Le caractère conflictuel des relations entre les parties justifie en outre le recours à une mesure d’exécution forcée.
La saisie ne saurait donc être qualifiée d’abusive et la demande de dommages et intérêts sera rejetée.
Sur les autres demandes
Il résulte des dispositions de l’article 696 du code de procédure civile que la partie perdante est condamnée aux dépens, à moins que le juge, par décision motivée, n’en mette la totalité ou une fraction à la charge de l’autre partie.
En outre l’article 700 du même code prévoit que le juge condamne la partie tenue aux dépens ou, à défaut, la partie perdante, à payer à l’autre partie la somme qu’il détermine au titre des frais exposés et non compris dans les dépens. Le juge tient compte de l’équité ou de la situation économique de la partie condamnée. Il peut, même d’office, pour des raisons tirées des mêmes considérations, dire qu’il n’y a pas lieu à cette condamnation.

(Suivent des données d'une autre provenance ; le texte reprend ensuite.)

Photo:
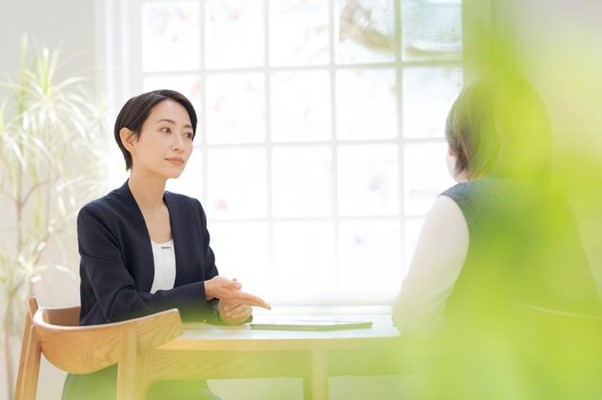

Monsieur [D], partie perdante au principal, subira les dépens et sera condamné au paiement d’une somme de 2.500 euros sur le fondement de l’article 700 du Code de procédure civile.
Il sera rappelé que la présente décision est exécutoire de droit à titre provisoire en application de l’article R 121-21 du code des procédures civiles d’exécution.
PAR CES MOTIFS
Le Juge de l’exécution statuant publiquement, par mise à disposition au greffe, par décision contradictoire et en premier ressort,
DECLARE recevable la contestation de la saisie-attribution pratiquée par Monsieur [C] [D] sur les comptes bancaires de l’association AEROCAMPUS AQUITAINE par acte en date du 18 décembre 2024, dénoncée par acte du 23 décembre 2024 ;
ANNULE le procès-verbal de saisie-attribution en date du 18 décembre 2024 ;
ORDONNE mainlevée de la saisie-attribution pratiquée par Monsieur [C] [D] sur les comptes bancaires de l’association AEROCAMPUS AQUITAINE par acte en date du 18 décembre 2024, dénoncée par acte du 23 décembre 2024 ;
DEBOUTE l’association AEROCAMPUS AQUITAINE de sa demande de dommages et intérêts ;
CONDAMNE Monsieur [C] [D] à payer à l’association AEROCAMPUS AQUITAINE la somme de 2.500 euros sur le fondement de l’article 700 du Code de procédure civile ;
CONDAMNE Monsieur [C] [D] aux dépens ;
RAPPELLE que la présente décision est exécutoire de droit à titre provisoire en application de l’article R 121-21 du code des procédures civiles d’exécution.
La présente décision a été signée par le Juge de l’exécution et par le Greffier présent lors de sa mise à disposition.